The year 2020 was undoubtedly arduous for many across the globe. No one could have ever predicted the amount of damage that COVID-19 would inflict on our lives. Vast amounts of lives were lost, livelihoods were destroyed and health systems battered. Just over a year after the World Health Organization (WHO) declared the novel coronavirus outbreak a global pandemic, Africa has finally received its first batch of Covid-19 COVAX vaccines. Ghana and Cote D’Ivoire were the first recipients of this vaccine with their primary targets being health and essential works as well as other high-risk groups, anticipating to maximize the public benefit of the vaccine.
The administration of the Covid-19 vaccine globally can be marked as the ‘beginning of the end of a pandemic,’ with people around the world reporting that it is indeed a cause for optimism, minimizing the severity of sicknesses and deaths related to it. Large numbers of people are also anticipating to travel and hopefully get back to doing (perhaps) slightly differently, a lot of things they were used to doing. However, while we celebrate the arrival of the much awaited vaccine into Africa there are a few salient matters that must not be ignored. Two paramount issues include:
It is important to note that Africa is currently lagging behind with regard to the number of vaccine doses administered. In comparison to the UK, USA and Asia, the number of vaccines given out in Africa have been rather discouraging. Thus far, wealthier countries are at the forefront in purchasing COVID-19 jabs than countries in the periphery. While countries in the West are buying vaccines in excess, Africa is still struggling with COVAX facilities which is a huge plight. Herein, it is also likely that Africa may not receive enough vaccines from COVAX to attain its set goal of vaccinating 60% of its population to achieve herd immunity.

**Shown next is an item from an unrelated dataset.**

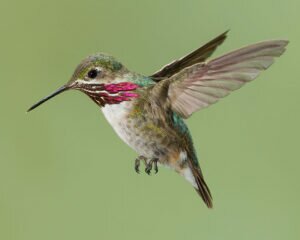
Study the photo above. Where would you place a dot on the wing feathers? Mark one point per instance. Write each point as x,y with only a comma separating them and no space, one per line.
197,56
201,85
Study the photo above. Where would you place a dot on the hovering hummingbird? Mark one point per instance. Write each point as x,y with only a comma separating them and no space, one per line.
147,112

Potential corruption risks?
Approval for the use of the vaccines in different parts of the world is exciting, however the complexity of their manufacture, scale, distribution and allocation in Africa will be unprecedented thus bringing forth corruption risks big enough to threaten the already set health goals. Some of these risks include:
Entry of counterfeit vaccines into the market
The first week of March was a rather shocking one when hundreds of fake COVID-19 vaccines were seized in South Africa. Counterfeit vaccines in Africa may be the biggest reason why people would fear or decline taking these vaccines. Corruption in some national governments may facilitate the manufacturing of falsified vaccines by criminal groups especially during the early stages of vaccine deployment due to limited supplies and huge global demand. Herein, it is crucial that the necessary quality assurance measures are not overlooked.
Public procurement poses as one of the biggest risks for corruption in most government functions with large volumes being directly involved in it. In many African countries, public procurement comprises of approximately 15-30 per cent of the gross domestic product. We are all aware of the rampant corruption scandals especially within the health sector with corruption risks depicting themselves in different ways through; giving imprecise estimates for the demand of a specific product or service, circumventing tender procedures and in some cases, government officials receiving bribes from suppliers.

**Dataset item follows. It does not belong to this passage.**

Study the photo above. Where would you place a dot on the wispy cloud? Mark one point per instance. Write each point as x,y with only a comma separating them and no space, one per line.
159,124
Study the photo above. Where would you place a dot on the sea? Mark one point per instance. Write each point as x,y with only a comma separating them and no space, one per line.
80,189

How can African governments evade corruption risks?
For starters, transparency and accountability is key if universal health coverage is to be achieved. National governments owe it to their people to be more responsible as well as effective communicators. Transparent and accountable public emergency procurement procedures are integral during a pandemic and can be promoted through open-contracting, which issues people with necessary information about what is being bought and by whom, at what price and quantity.
Strengthening anti-corruption laws and policies is vital. The pandemic has driven many governments to act in a quick and nimbly manner hence stressing the importance of possessing robust corruption mitigation policies. Some of these may comprise of strengthening the already existing anti-corruption laws in place and advancing measures such as the active participation of civil society, upholding the rule of law and ensuring sound management of public affairs.
The new Covid-19 vaccines will be of very little significance to people around the world if they are unable to acquire them in a timely manner. It is essential that vaccines are affordable and readily available to countries across the globe. Furthermore, governments need to posses administrative and political capacities to deliver them on a local level.